Rather simple with large bubbles and citrus flavors. Tasted at the Texas Culinary Masters dinner with the dessert course. An OK pairing as the desserts weren't too sweet. Not a wine I would drink very often (if ever) as it is way too sweet for my tastes.
Very tasty, but funny to see how my tastes have evolved. This bordered on too sweet and, for the pours that I let get to room temp, it was like a kiddie drink - too sweet. I like it, but maybe I've graduated past demi-sec.
Very pleasant tasting at the Veuve Cliquot Ponsardin after the tour. Served with some petit fours, quite nice. Quality dessert champagne, bit of lemon, with the pear and apple. Eric, our guide, showed us an interesting variation...he decanted the bottle into a carafe, explaining that this will out-gas the wine, and as the CO2 blows off, the pH will actually rise so the finish will be less acidic, more appropriate for a dessert wine
Nose: wheat bread, lemon oil, pear and pencil shavings (!) Palate: lemon custard on the attack and midpalate, but an odd slightly bitter aftertaste. That aside, a nice, slightly sweet champagne. Nicely whets the palate and complements homemade pear and brie quesadillas. But for $46, this is overpriced.

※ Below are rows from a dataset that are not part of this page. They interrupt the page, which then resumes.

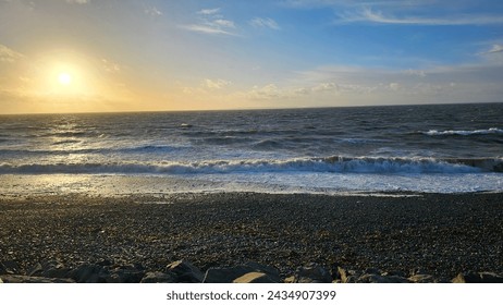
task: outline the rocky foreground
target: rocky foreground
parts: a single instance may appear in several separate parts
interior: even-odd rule
[[[0,279],[503,282],[503,194],[412,195],[3,197]]]

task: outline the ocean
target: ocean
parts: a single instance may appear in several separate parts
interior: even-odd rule
[[[503,103],[0,115],[0,194],[502,192],[502,118]]]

Sweet fruit....like a ripe peach busting in your mouth. The men enjoyed this more than the women in the table, which was surprising given that this wine was sweeter than the other stuff on the table. They complained it had too much bubbles. Paired pretty darn well with the gumbo. We also had some riesling that did well too. Overall, I would get this bottle again. Very nice taste and finish on this champagne.

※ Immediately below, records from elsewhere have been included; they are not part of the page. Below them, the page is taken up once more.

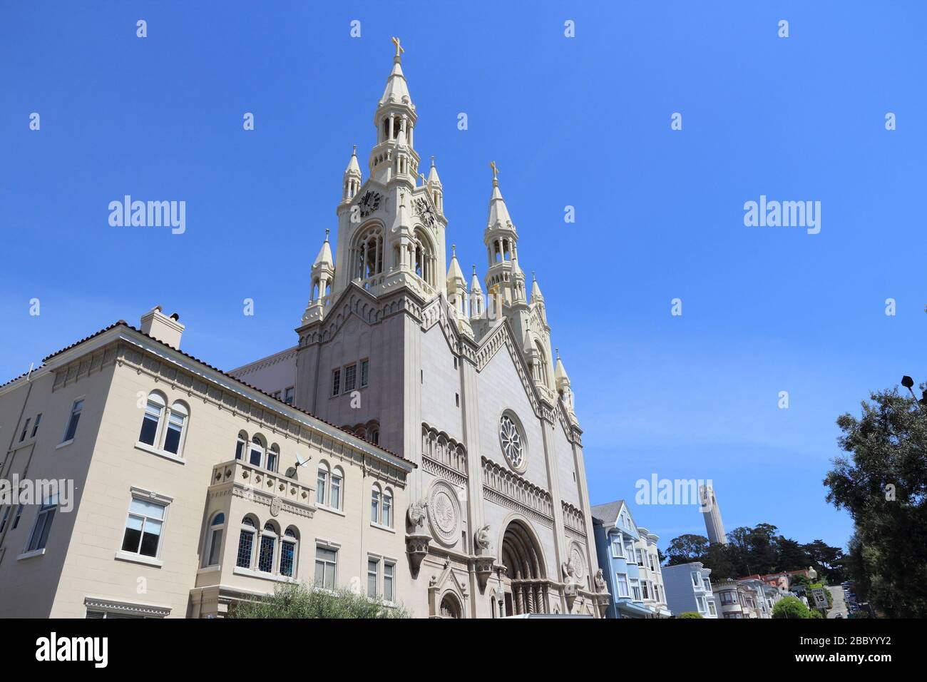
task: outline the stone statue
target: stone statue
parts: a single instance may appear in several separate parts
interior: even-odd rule
[[[489,548],[489,526],[485,525],[473,535],[473,544],[476,549],[484,551]]]
[[[595,572],[595,591],[600,594],[608,592],[608,584],[605,582],[605,576],[603,574],[602,569]]]
[[[409,505],[409,511],[406,513],[409,517],[409,525],[416,531],[425,529],[425,502],[413,502]]]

Yeast and pear on the nose, fiarly subtle and nuanced. Not explosive by any means. On the palate, texture of very very small bubbles lead into a very rich mid palate of carmelized apple with a decent finish.
Initially I served it too cold, after warming in hand, it showed much better; creamy; sweet lemon; some golden delicious apple as time went on; the sweetness showed mainly on the finish; it was just enough and made the champagne very smooth to sip on its own; amazingly tiny bubbles; I'd love to try something similar to get a feel for the quality/price ratio; very enjoyable.

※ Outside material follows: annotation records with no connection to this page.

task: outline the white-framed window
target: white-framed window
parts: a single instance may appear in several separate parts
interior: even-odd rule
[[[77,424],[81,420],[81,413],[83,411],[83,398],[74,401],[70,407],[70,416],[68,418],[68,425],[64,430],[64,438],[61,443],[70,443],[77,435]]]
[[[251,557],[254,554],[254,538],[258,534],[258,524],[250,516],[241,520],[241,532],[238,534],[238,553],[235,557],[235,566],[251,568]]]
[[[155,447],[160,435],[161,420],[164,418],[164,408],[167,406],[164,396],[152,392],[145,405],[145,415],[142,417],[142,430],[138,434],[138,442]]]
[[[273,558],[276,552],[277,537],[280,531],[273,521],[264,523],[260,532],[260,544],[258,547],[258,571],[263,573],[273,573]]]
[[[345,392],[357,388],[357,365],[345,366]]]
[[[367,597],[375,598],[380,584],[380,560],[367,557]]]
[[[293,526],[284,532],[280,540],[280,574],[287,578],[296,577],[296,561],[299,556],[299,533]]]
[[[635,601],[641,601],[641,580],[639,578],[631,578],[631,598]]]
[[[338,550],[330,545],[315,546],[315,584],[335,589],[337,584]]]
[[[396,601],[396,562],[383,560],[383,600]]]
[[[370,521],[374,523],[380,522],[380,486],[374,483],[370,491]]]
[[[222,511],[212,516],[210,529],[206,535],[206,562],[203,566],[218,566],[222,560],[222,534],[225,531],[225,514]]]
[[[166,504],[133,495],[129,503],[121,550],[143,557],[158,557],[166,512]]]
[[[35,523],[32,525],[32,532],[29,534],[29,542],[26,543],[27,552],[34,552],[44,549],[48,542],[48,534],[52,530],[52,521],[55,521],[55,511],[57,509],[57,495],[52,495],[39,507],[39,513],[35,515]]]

LILA Tasting: Hint caramel apple, low aromas, slight yeasty, funk (b/c sugar?), over ripe pear? Med. swt mth, nice a’s in end, but least liked of all. #6/6. Is it b/c doesn’t show well after all bruts?
My first experience with a demi-sec Champagne, unearthed in a kitchen cabinet after behing forgotten about for many years. Although not my first choice if given the opportunity to pick a Champagne in the store (I would still go for the regular, non-sweet version), I am pleasantly surprised. On the palate honey, the sweetness balanced by acidity and a pleasant finish. On the nose I sense some raisin aromas that might indicate that this wine is passed its peak.
$12/half ex cellars in June 2001 on our honeymoon. Complex at this stage, honey, persimmon, apple, and toasted marshmallow aromas. Just off-dry, mostly apple and a fine bead in the mouth. Nonvintage champagne really can age, and this is the proof. I don't think I'm overrating this because of the provenance. Very Good+.